Saty Satya-Murti
Joseph Lockhart
Santa Maria, California, United States
In the mid-twentieth century, few doctors and even fewer members of the public had ever heard of Alzheimer’s disease (AD). Interest focused on senile dementia and arteriosclerotic vascular dementia while presenile dementia was thought to be uncommon and received little attention.1 Yet as early as 1906, Alois Alzheimer (1864–1915) had reported clinical and neuropathological findings from one of his patients, “Auguste D,” who died at age fifty-six after having progressing dementia symptoms for five years. Within the next few years, other neurologists reported similar cases. Emil Kraepelin (1848–1915), a colleague and mentor for Alzheimer, called this dementing illness Alzheimer’s Disease. These descriptions, however, failed to garner much recognition until the late 1970s.2
An unexpected exception to this awareness gap occurred in 1924 when the Hight-Sweetin double homicide trial in Ina, Illinois, captivated international attention.3 It involved the Rev. Lawrence Hight, a married forty-year-old ex-jockey and circuit preacher in Cairo in southern Illinois. He was accused of the arsenic poisoning deaths of his lover’s husband and of his own wife. His congregant and alleged lover was thirty-one-year-old Elsie Sweetin, married to forty-one-year-old Wilford Sweetin.
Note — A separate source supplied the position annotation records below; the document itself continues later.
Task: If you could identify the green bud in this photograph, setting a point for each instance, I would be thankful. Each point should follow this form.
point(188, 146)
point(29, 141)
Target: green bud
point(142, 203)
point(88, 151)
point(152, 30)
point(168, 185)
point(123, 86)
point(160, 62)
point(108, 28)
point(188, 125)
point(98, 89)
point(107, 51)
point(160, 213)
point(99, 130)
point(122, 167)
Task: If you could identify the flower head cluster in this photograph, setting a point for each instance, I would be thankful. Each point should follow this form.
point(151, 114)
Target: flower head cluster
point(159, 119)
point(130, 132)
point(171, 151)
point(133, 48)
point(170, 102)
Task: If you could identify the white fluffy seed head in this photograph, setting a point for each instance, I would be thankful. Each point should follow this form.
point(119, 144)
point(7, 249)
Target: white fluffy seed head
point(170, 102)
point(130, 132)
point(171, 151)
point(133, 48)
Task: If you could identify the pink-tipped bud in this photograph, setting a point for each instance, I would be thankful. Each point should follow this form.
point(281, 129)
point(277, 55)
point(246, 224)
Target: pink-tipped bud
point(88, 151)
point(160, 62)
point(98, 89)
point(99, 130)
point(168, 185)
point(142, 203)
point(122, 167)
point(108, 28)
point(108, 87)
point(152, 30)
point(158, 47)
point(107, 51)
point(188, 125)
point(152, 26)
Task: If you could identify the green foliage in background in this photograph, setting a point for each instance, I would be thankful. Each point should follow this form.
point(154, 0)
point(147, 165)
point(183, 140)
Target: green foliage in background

In July 1924, Wilford Sweetin suffered a minor injury at work and became sick to his stomach. His symptoms were attributed to ptomaine poisoning. Several doctors and Hight came to see him, but his condition deteriorated, and he died on July 28. Rev. Hight preached at his funeral. Less than two months later, Hight’s wife Anna became ill after eating minced ham. She became paralyzed and vomited blood, received a diagnosis of food poisoning, and died on September 12.
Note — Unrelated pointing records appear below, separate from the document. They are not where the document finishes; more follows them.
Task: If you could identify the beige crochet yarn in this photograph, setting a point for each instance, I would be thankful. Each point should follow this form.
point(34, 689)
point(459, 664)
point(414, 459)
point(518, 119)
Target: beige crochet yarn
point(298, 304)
At the coroner’s inquest the owner of the only local store denied that Hight had bought minced ham there. Hight declined to answer further questions without an attorney present. The inquest was postponed while Anna’s exhumed body revealed arsenic in the viscera. At this point, Frank G. Thompson, the local prosecutor, became involved in the case. Hight was arraigned and jailed for the murder of his wife.
A forensic scientist from Chicago confirmed the presence of arsenic in Wilford’s body as well. Hight then signed a confession that fell short of premeditated murder, admitting to a love affair with Elsie and to have provided her with the arsenic to kill her husband. Under duress and with Hight’s urging, Ms. Sweetin also signed a confession admitting to poisoning him. On October 13, 1924, the pair was indicted for the murders by a grand jury. The trial, with Nelson Layman as the court-appointed attorney for Hight, began on December 9, 1924. Layman’s defense was that Hight suffered from insanity due to AD, and thus was not guilty.
Hight’s case drew incredible attention in the United States and Canada. Alzheimer’s disease was a novel diagnosis. Layman used this defense in the hope that his client would escape the death penalty. Evidence was presented throughout late December, and the case finally went to the jury on December 23rd. “Not Guilty by Reason of Insanity” was one potential verdict. After deliberating all night, the jury returned a verdict on the morning of Christmas Eve. In spite of an energetic AD defense, both Hight and Sweetin were found guilty, with Hight receiving a life sentence and Sweetin 35 years in prison. However, they were spared the death penalty.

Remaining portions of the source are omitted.